Communication with the dead, if it occurs, should never be attempted;
invariably, it confuses and distresses.
-H.R. Wakefield
“Goddamn,”
said Phil, “where do they all come from?”
“Everywhere,”
Laramie said.
Not less than thirty kudlaks were in plain view, and all of them were
converging on the McDonald's. “It's my fault,” Carlos said. “I
sent Meg there.” He leaned inside the van and pulled out an AK 47
with a hundred-round drum. “Lar, Daniel, you hold the fort.
Harry, get what you need.”
“Excuse
me,” another interjected. Carlos looked over his shoulder to see
Dr. Ling. He drew a revolver, casually took aim, and severed the
spine of a kudlak ten yards away. “I believe I can be of some
assistance.”
“Nay,”
Carlos said, eying the gun, “I think I might be...”

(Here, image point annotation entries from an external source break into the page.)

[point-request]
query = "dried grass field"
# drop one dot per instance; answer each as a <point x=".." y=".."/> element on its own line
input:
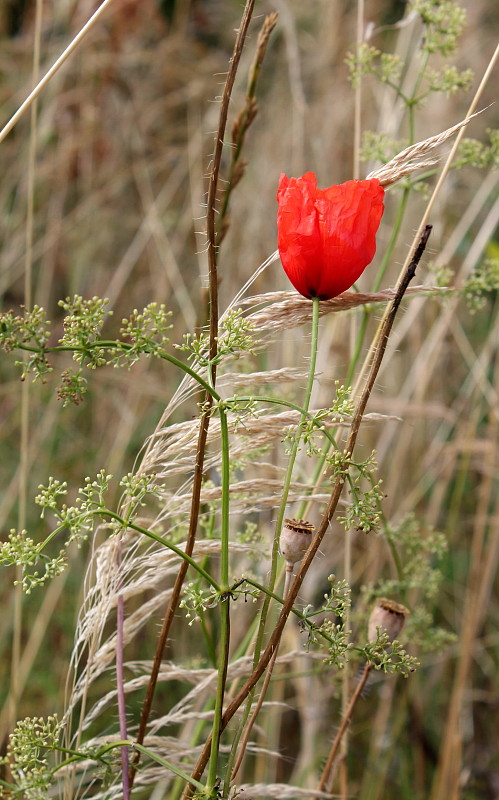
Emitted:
<point x="168" y="400"/>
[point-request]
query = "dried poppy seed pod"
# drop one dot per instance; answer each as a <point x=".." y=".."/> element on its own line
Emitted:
<point x="295" y="539"/>
<point x="388" y="615"/>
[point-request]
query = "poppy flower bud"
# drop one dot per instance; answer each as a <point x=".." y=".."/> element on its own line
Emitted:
<point x="327" y="237"/>
<point x="295" y="539"/>
<point x="388" y="615"/>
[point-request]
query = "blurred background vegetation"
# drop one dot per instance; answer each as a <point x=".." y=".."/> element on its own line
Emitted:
<point x="125" y="134"/>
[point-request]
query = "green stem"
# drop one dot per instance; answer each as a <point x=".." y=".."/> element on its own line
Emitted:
<point x="116" y="344"/>
<point x="223" y="657"/>
<point x="280" y="518"/>
<point x="105" y="512"/>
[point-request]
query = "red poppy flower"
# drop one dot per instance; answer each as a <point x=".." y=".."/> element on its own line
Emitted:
<point x="327" y="237"/>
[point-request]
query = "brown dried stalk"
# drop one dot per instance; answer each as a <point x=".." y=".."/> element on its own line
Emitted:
<point x="205" y="419"/>
<point x="287" y="607"/>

As he departed with the doctor, the other professor stepped into the
rear of the van and came out holding a small crate. Laramie looked
curiously over Harrington's shoulder as he took out another
cigarette. Just as Laramie ignited his lighter, the professor lifted
the lid, to reveal a box of brick-sized masses of a plastic-like
substance.
Laramie put away the lighter.
“What
do you want?” Meg shrieked. Greg stepped forward, while the other
kudlaks halted.
Joe lurched to his feet. “Woman,” he said, “do no talk to dead
men!”
“No!”
she shouted, as if in rebuttal to some unheard voice. “It is mine!
I gave you the money for it! It doesn't matter now, and what are you
going to do with it, anyway?”
Joe clapped a hand over Meg's mouth. “If you talk to the dead,”
he hissed, “they talk back.” Meg wrestled free of him, and
actually took a step toward Greg.
Greg's head tilted, and then he lurched as a .410 blast raked his
cheek. He gripped an anchored swiveling chair to steady himself,
while whatever senses were really behind his unseeing gaze locked on
his own gun in George's hand. With one motion, he ripped the chair
from its moorings and hurled it over the counter. George
instinctively ducked rather than taking a second shot. Meg then
stepped directly into the line of fire.
“Leave
him alone!” she shouted. “You want me, here I am! Now what do
you want?”
Greg
moved his mouth, and there was a skirling sound exactly like static
from a radio. “What do you mean? That's not true!” Meg shouted.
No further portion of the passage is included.